Conocí a Vicente, así gustaba que se le llamara desde la cercana amistad, siempre ofrecida, en su casa de Vistahermosa. Sentados alrededor de la mesa de comedor, las viandas eran una excusa para oír hablar al hombre culto. Por entonces yo había traído desde Granada, empujado por los jóvenes poetas andaluces, un proyecto de revista. Dirigí Lasser hasta que el puño de la intolerancia quiso decapitarlo.

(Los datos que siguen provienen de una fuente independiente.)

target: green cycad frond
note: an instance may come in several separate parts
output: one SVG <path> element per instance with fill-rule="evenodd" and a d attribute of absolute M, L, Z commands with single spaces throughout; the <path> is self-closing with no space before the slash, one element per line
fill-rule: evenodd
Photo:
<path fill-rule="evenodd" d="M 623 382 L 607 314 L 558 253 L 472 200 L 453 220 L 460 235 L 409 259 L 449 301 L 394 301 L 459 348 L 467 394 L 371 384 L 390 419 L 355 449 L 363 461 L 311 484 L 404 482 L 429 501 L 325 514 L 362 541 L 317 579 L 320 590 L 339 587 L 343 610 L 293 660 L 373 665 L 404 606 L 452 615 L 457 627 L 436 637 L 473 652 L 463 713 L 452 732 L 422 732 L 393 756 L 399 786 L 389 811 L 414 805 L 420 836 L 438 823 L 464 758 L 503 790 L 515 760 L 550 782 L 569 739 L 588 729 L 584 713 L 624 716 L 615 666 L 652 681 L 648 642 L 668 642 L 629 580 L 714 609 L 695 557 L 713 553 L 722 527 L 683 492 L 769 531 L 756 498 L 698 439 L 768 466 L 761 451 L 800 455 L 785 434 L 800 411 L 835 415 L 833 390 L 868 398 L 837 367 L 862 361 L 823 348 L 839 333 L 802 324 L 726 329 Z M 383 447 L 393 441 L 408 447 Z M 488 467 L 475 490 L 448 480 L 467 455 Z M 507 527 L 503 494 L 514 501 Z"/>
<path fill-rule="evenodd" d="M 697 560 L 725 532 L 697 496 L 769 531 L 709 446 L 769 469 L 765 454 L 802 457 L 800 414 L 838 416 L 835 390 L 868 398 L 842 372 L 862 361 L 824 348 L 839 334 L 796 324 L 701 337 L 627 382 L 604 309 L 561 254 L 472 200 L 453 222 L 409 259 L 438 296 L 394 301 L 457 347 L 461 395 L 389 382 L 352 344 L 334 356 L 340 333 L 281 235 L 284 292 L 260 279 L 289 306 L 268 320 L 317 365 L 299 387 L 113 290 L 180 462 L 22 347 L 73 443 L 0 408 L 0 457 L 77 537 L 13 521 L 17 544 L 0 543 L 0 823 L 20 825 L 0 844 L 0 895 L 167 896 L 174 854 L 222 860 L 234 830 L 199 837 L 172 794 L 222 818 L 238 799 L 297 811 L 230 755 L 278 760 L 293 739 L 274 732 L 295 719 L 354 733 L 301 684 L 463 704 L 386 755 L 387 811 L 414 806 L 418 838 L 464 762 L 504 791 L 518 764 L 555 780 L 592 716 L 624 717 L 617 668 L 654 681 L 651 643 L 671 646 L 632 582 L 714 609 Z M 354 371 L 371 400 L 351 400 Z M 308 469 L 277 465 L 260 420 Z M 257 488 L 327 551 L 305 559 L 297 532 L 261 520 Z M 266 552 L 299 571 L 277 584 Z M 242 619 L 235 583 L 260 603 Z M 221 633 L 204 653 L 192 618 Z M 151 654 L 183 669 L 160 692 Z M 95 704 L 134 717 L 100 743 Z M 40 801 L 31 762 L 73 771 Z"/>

Acababa de publicar su libro de poemas nuestro Alfredo Gómez Gil, y Vicente tuvo a bien organizar una cena familiar con el fin de presentarme al poeta recién llegado de Estados Unidos. Hablamos de poesía hasta bien entrada la noche. A Vicente no le gustaba trasnochar y terminé la tertulia en el apartamento playero de Alfredo.

Un día, Vicente Ramos puso en mis manos, en la antigua Biblioteca Gabriel Miró de la calle San Fernando, los libros prohibidos de Miguel Hernández. Ven Paco -me dijo- lee esto con cuidado. Siéntate allí en aquella mesa y cuéntame luego.

Me empapé de los cantos, las angustias, los gritos sangrantes de la guerra, de un poeta torturado. Devoré aquellos libros con el entusiasmo de un joven universitario, ansioso por la libertad. Y allí, Vicente me presentó a Manolo Molina, y a Rafael Azuar, y a Miguel Signes, y también a Miguel Abad, y los admiré con ese corazón joven que empieza a soñar en una libertad entonces desconocida.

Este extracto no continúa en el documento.